During World War II, my grandmother had 5 sons (of her 8 children) serving in the US Navy at the same time. They served as coxswains of landing craft on the beaches of North Africa and Sicily, as Sea Bees building air bases under fire on newly recaptured Pacific islands, on aircraft carriers — and many places in between. They all returned home safely. My father and 3 of his brothers have since passed on. The youngest, now 87, still survives.
According to our genealogy records, some member of our family has served in every American war including the French and Indian, the Revolutionary, and on both sides of the War Between The States. My own service was on nuclear submarines for 8 years of the Cold War. Hopefully, my son will never have call to continue this history. Perhaps someday, no-one’s son or daughter will have to.
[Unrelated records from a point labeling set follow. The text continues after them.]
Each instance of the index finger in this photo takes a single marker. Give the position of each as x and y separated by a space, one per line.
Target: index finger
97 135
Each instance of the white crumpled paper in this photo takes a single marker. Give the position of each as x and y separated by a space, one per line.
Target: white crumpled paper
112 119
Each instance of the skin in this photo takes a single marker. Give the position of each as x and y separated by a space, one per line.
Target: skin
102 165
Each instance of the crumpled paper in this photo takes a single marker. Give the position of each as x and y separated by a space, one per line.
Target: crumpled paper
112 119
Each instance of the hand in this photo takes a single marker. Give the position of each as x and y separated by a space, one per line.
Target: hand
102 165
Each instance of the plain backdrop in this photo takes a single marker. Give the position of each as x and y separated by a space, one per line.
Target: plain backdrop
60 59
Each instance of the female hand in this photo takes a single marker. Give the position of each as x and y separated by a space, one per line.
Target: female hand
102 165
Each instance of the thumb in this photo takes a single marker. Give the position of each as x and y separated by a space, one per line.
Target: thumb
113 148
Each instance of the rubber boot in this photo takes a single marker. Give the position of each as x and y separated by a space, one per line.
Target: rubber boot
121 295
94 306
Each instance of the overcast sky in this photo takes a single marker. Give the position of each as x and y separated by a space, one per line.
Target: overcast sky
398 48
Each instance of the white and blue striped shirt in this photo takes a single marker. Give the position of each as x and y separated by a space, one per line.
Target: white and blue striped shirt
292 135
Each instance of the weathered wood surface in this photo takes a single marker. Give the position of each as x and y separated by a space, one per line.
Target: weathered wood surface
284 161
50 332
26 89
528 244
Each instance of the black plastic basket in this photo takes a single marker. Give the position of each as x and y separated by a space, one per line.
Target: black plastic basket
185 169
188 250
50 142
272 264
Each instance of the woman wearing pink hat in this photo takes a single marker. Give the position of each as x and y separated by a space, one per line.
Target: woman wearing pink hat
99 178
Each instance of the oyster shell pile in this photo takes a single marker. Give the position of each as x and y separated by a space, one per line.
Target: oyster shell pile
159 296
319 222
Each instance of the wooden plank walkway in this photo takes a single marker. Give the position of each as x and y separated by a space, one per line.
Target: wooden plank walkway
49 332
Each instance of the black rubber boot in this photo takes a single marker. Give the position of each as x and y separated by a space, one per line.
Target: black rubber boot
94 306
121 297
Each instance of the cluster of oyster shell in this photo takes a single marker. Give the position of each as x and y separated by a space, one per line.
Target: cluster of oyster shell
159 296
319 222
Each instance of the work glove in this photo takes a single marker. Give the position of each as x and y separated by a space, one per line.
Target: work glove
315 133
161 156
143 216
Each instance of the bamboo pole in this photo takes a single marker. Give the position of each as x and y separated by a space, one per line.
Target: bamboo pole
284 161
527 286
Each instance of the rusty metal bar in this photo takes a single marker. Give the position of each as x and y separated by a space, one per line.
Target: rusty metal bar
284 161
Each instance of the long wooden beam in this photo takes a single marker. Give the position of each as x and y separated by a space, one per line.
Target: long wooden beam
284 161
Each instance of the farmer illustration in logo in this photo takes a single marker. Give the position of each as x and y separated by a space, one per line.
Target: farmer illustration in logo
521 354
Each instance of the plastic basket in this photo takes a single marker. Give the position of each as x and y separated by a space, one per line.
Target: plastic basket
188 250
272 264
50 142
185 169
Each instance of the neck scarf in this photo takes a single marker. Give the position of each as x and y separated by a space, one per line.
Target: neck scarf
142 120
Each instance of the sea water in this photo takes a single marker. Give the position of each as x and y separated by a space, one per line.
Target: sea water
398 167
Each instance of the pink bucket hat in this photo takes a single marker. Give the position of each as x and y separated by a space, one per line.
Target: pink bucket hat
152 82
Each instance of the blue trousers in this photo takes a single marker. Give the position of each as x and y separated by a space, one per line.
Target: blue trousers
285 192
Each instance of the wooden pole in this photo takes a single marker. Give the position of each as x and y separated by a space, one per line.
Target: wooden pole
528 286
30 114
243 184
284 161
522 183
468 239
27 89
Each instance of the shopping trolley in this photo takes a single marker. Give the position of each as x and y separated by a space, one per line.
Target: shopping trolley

Consequently, Memorial Day and Veteran’s Day have special significance to us and is occasioned by visits to military cemeteries to pay respects. Read about the Blue Star Flag in the photo above at: War Mothers Flag
World War I – known at the time as “The Great War” – officially ended when the Treaty of Versailles was signed on June 28, 1919, in the Palace of Versailles outside the town of Versailles, France. However, fighting ceased seven months earlier when an armistice, or temporary cessation of hostilities, between the Allied nations and Germany went into effect on the eleventh hour of the eleventh day of the eleventh month. For that reason, November 11, 1918, is generally regarded as the end of “the war to end all wars.”
In 1926, November 11th was declared a national holiday in the U.S. It’s name was changed to Armistice Day in 1938 and then to Veterans Day in 1954.